Although cybersecurity expertise is a highly sought competence, there is no agreed educational path to developing the necessary professional skills. Formal education and informal training are understood to both contribute to the making of cybersecurity professionals for various capacities.
This study examines how current cybersecurity professionals got where they are. An online survey of 131 participants and follow up interviews with 10 professionals asked about such dimensions of their education as the time spent in various types of training and self-reported current level of expertise.

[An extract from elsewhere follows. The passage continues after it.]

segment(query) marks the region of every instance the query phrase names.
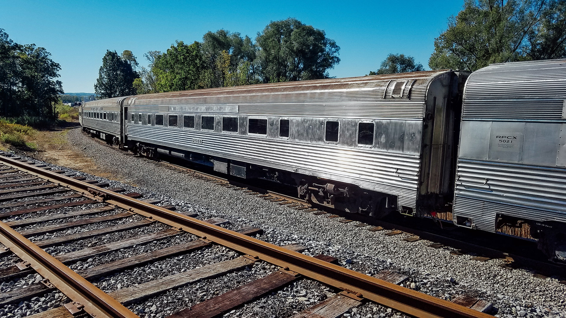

The cybersecurity professionals in the study on average had more years of informal training (self-taught) than formal education. Many perceived their advanced aptitude as being fostered through experiential learning. Education was seen as a convention. Experience was ranked as the key ingredient to becoming an expert, rated more highly than education and pure knowledge. Similarly, on-the-job training was ranked above classroom learning and experimentation as a source of knowledge. Self-reported skill level was shown as being correlated with informal education but not with formal training; those with an expert skill level reported more informal training than those with high or intermediate skill. The results for breadth of skill are similar. Experts reported being skilled in more areas than those with intermediate and even high levels of skill.
This research has implications for the design of training opportunities. Importantly, pursuing formal and informal education should not be presented as an ‘either/or’ choice. Cybersecurity education programs could make the most of benefits of informal training, by integrating practical and experiential learning.
A combination of formal and informal training incorporating experiential learning is important in creating cybersecurity experts.